A professional indemnity insurer has said it will take into account whether an advice firm has adopted the Personal Finance Society’s Pension Transfer Gold Standard when underwriting insurance policies.
Liberty stated it will ask firms that want cover for defined benefit transfers going forward whether they have achieved or applied for the gold standard and stressed it would be one of the conditions affecting the PI policy.
Keith Richards, chief executive at the PFS, said that Liberty had made the gold standard a quality seal for its PI products at the PFS Graduation Ceremony last week (April 26).
He said other insurance firms had indicated they would also require advisers to confirm a commitment to the standard to get such cover but did not disclose company names.
The PFS hopes the standard, developed by a pension task force part of the PFS, will help clients understand what to expect if they get DB transfer advice and will act as a quality assurance for advisers conducting transfers in the market.
The ‘gold standard’ code — which commits a firm and its advisers to nine principles of ‘good practice’ — was developed following the fallout from the closure of the British Steel Pension Scheme in 2018 which led to consumers being lured in by cheap deals offered by unregulated entities and rogue advisers.
Liberty's gold standard requirement is the latest quirk thrown at advisers looking to continue in the DB transfer market since the limit for awards from the Financial Ombudsman Service was raised from £150,000 to £350,000 on April 1.

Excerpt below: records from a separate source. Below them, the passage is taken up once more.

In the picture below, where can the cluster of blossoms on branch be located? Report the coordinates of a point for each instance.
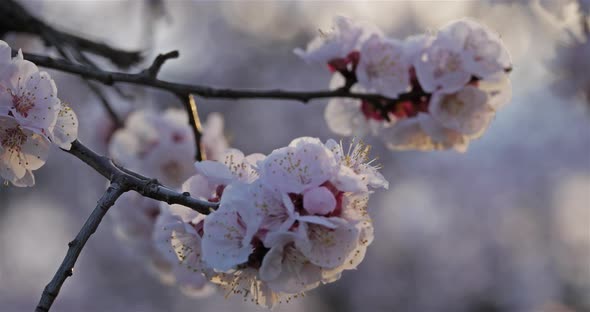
(286, 222)
(31, 118)
(296, 218)
(162, 146)
(442, 90)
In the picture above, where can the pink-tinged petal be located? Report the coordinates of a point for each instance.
(66, 128)
(498, 88)
(175, 238)
(213, 139)
(349, 181)
(215, 172)
(304, 164)
(328, 248)
(10, 167)
(199, 186)
(239, 166)
(272, 263)
(319, 201)
(27, 180)
(442, 66)
(191, 283)
(332, 44)
(465, 111)
(5, 53)
(323, 221)
(298, 274)
(406, 134)
(229, 230)
(383, 67)
(35, 151)
(442, 138)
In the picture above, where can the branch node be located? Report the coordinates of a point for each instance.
(154, 69)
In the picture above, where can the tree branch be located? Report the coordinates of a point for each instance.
(75, 247)
(14, 17)
(122, 180)
(144, 78)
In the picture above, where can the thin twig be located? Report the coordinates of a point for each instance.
(14, 17)
(75, 247)
(144, 79)
(122, 180)
(190, 106)
(147, 187)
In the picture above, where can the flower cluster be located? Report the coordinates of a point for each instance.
(162, 146)
(439, 91)
(286, 222)
(31, 117)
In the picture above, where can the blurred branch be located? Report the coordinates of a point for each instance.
(66, 269)
(122, 180)
(145, 78)
(15, 18)
(193, 114)
(133, 181)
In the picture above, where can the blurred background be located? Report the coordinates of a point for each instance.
(503, 227)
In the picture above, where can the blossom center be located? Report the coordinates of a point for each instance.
(13, 138)
(23, 103)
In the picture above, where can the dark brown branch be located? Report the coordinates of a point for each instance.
(147, 187)
(154, 69)
(122, 180)
(190, 106)
(142, 78)
(15, 18)
(75, 247)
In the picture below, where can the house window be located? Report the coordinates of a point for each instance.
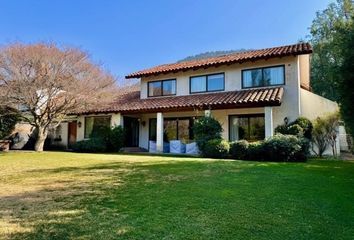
(174, 129)
(93, 123)
(207, 83)
(262, 77)
(162, 88)
(247, 127)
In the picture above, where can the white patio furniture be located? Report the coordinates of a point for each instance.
(152, 146)
(166, 147)
(192, 148)
(176, 146)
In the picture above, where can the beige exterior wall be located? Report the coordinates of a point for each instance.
(232, 74)
(313, 105)
(304, 65)
(221, 115)
(62, 132)
(290, 107)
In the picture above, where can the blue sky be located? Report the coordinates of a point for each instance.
(127, 36)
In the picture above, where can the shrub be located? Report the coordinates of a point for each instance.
(301, 127)
(216, 148)
(111, 138)
(284, 148)
(295, 130)
(205, 129)
(90, 146)
(238, 149)
(325, 133)
(255, 151)
(8, 119)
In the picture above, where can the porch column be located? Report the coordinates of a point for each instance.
(117, 119)
(159, 133)
(268, 118)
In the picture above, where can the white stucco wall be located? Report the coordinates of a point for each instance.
(313, 105)
(232, 74)
(290, 106)
(221, 115)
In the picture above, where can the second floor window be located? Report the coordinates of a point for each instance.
(95, 123)
(262, 77)
(207, 83)
(162, 88)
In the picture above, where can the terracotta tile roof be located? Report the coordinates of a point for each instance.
(130, 102)
(296, 49)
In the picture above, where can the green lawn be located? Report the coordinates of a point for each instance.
(100, 196)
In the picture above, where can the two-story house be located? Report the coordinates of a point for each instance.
(249, 93)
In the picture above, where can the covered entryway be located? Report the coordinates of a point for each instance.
(131, 127)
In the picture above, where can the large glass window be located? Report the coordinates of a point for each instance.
(95, 122)
(248, 127)
(207, 83)
(162, 88)
(174, 129)
(262, 77)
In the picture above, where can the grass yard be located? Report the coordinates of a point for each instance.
(56, 195)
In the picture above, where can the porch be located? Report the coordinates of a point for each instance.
(154, 132)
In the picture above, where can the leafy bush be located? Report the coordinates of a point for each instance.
(8, 119)
(255, 151)
(216, 148)
(205, 129)
(107, 140)
(284, 148)
(238, 149)
(325, 133)
(301, 127)
(90, 146)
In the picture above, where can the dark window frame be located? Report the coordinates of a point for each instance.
(244, 115)
(191, 123)
(206, 83)
(162, 81)
(87, 137)
(262, 68)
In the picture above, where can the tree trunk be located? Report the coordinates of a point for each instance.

At the time, the FCA said in the worst-case scenario the increased compensation limit would lead to 1,000 'higher risk' advice companies leaving the DB transfer market and advisers raised concerns the cost of their PI insurance would "cripple" them.
FTAdviser has since heard of cases where advisers saw their PI excess go up as much as tenfold for the coming year.
PI insurance firms have also placed restrictions on the volume of pension transfer business they will allow small advice companies to carry out.
Dave Penny, adviser at Invest SouthWest, said there was nothing particularly revolutionary about the nine principles of the Gold Standard and described them as simple, logical down-to-earth principles to which all firms should adhere.
He said: "[The standard] should bring down the cost of PI and enhance the reputation of our industry. Rather than acting as another barrier for advisers, I hope the Gold Standard may promote an appetite for this kind of insurance among the providers, removing a barrier."
Paul Stocks, financial services director at Dobson and Hodge, said the firm had applied for the gold standard as the principles seem like common sense from a client’s perspective.
He added: "My concern is that PI is essentially backward and forward looking and the risk is that firms face having no PI cover for advice given in the past when, at the time, they had cover.